Two curves `C_(1)equiv[f(y)]^(2//3)+[f(x)]^(1//3)=0 and C_(2)equiv[f(y)]^(2//3)+[f(x)]^(2//3)=12,` satisfying the relation `"(x-y)f(x+y)-(x+y)f(x-y)=4xy(x^(2)-y^(2))`
The area bounded by `C_(1) and x+y+2=0` is

To find the area bounded by the curves \( C_1 \) and the line \( x + y + 2 = 0 \), we will follow these steps: ### Step 1: Understand the curves The curves are defined as: - \( C_1: \left( f(y) \right)^{\frac{2}{3}} + \left( f(x) \right)^{\frac{1}{3}} = 0 \) - \( C_2: \left( f(y) \right)^{\frac{2}{3}} + \left( f(x) \right)^{\frac{2}{3}} = 12 \) From the relation given, we deduce that: - \( f(x) = x^3 \) - \( f(y) = y^3 \) Thus, we can rewrite \( C_1 \) and \( C_2 \) in terms of \( x \) and \( y \). ### Step 2: Rewrite the curves For \( C_1 \): \[ y^{\frac{2}{3}} + x^{\frac{1}{3}} = 0 \implies y^{\frac{2}{3}} = -x^{\frac{1}{3}} \implies y^2 = -x^2 \quad \text{(not applicable for real numbers)} \] This indicates that \( C_1 \) does not contribute to the area in the first quadrant.
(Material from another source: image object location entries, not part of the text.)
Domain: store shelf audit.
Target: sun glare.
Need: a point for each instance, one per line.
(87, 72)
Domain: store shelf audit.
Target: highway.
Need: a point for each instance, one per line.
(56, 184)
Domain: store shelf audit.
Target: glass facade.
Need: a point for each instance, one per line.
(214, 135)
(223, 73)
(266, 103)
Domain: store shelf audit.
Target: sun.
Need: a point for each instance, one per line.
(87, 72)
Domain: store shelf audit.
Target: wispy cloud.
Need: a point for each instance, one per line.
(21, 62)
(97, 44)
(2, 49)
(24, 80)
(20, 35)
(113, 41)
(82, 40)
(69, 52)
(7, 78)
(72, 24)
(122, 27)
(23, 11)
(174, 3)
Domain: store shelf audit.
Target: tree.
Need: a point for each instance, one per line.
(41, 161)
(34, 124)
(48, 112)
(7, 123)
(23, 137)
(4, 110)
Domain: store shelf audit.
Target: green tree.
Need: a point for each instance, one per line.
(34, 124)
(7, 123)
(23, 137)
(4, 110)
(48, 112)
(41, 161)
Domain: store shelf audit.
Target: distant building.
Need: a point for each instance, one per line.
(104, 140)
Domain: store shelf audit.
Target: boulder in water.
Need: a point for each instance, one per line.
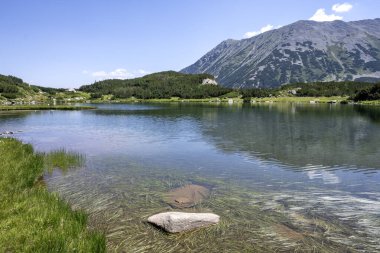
(175, 222)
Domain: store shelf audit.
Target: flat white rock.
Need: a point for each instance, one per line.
(175, 222)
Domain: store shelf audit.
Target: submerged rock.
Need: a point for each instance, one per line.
(175, 222)
(187, 196)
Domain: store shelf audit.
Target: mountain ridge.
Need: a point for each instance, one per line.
(304, 51)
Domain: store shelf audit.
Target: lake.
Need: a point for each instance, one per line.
(283, 177)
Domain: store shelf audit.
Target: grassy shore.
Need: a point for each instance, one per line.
(294, 99)
(31, 218)
(44, 107)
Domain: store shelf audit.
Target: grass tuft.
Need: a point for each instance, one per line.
(31, 218)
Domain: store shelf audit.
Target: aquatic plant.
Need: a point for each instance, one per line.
(31, 218)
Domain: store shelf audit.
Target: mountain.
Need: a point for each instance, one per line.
(15, 89)
(305, 51)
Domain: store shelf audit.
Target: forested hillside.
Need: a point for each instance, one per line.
(158, 85)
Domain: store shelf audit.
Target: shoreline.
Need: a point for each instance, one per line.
(34, 219)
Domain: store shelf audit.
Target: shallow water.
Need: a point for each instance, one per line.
(283, 177)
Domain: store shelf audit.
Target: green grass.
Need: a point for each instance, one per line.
(62, 160)
(290, 99)
(43, 107)
(31, 218)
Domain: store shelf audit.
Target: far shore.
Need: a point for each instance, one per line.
(239, 100)
(44, 107)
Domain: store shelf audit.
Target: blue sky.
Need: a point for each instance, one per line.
(68, 43)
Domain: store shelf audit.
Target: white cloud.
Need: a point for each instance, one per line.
(320, 15)
(340, 8)
(119, 73)
(262, 30)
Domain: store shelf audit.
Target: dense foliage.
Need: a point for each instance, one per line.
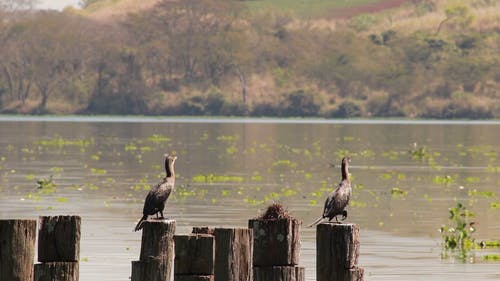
(212, 57)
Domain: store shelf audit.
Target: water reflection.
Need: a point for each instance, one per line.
(105, 179)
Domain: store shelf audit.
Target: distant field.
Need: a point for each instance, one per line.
(322, 8)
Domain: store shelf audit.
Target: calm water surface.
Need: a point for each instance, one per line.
(230, 170)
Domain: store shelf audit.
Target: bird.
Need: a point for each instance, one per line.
(158, 195)
(339, 198)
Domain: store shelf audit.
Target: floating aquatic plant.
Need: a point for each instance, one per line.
(156, 138)
(418, 153)
(47, 185)
(458, 236)
(444, 179)
(398, 192)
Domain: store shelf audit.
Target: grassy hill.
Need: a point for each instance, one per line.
(311, 9)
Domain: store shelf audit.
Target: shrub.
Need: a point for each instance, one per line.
(300, 103)
(346, 109)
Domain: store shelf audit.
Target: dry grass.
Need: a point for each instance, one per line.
(110, 10)
(405, 21)
(275, 211)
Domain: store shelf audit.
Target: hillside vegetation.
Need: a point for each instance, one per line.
(364, 58)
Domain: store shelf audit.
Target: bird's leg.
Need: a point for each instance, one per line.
(344, 215)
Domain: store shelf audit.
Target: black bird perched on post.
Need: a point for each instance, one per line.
(158, 195)
(339, 198)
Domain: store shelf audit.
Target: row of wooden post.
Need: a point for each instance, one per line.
(268, 250)
(58, 249)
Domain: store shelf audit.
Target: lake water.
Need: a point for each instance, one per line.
(229, 170)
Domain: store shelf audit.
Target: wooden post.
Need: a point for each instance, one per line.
(276, 249)
(337, 252)
(233, 254)
(279, 273)
(194, 254)
(194, 257)
(276, 241)
(156, 261)
(59, 239)
(17, 249)
(58, 248)
(50, 271)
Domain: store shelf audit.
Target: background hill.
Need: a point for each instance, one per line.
(357, 58)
For \( C_2 \): \[ y^{\frac{2}{3}} + x^{\frac{2}{3}} = 12 \implies y^{2/3} = 12 - x^{2/3} \] ### Step 3: Find the intersection points Next, we need to find the intersection points of \( C_1 \) and the line \( x + y + 2 = 0 \): \[ y = -x - 2 \] Substituting this into \( C_1 \): \[ (-x - 2)^{\frac{2}{3}} + x^{\frac{1}{3}} = 0 \] This leads to solving for \( x \) and subsequently for \( y \). ### Step 4: Set up the area integral The area \( A \) bounded by the curves can be calculated using the integral: \[ A = \int_{y_1}^{y_2} (x_{C_2} - x_{line}) \, dy \] Where \( x_{C_2} \) can be expressed in terms of \( y \) from \( C_2 \) and \( x_{line} = -y - 2 \). ### Step 5: Calculate the area We will calculate the area using the limits found from the intersection points: 1. Find \( y_1 \) and \( y_2 \) from the intersection points. 2. Set up the integral: \[ A = \int_{y_1}^{y_2} \left( (12 - y^{\frac{2}{3}})^{\frac{3}{2}} - (-y - 2) \right) \, dy \] ### Step 6: Evaluate the integral After substituting the limits and simplifying, we will compute the definite integral. ### Step 7: Final area calculation After evaluating the integral, we will arrive at the final area bounded by the curves and the line.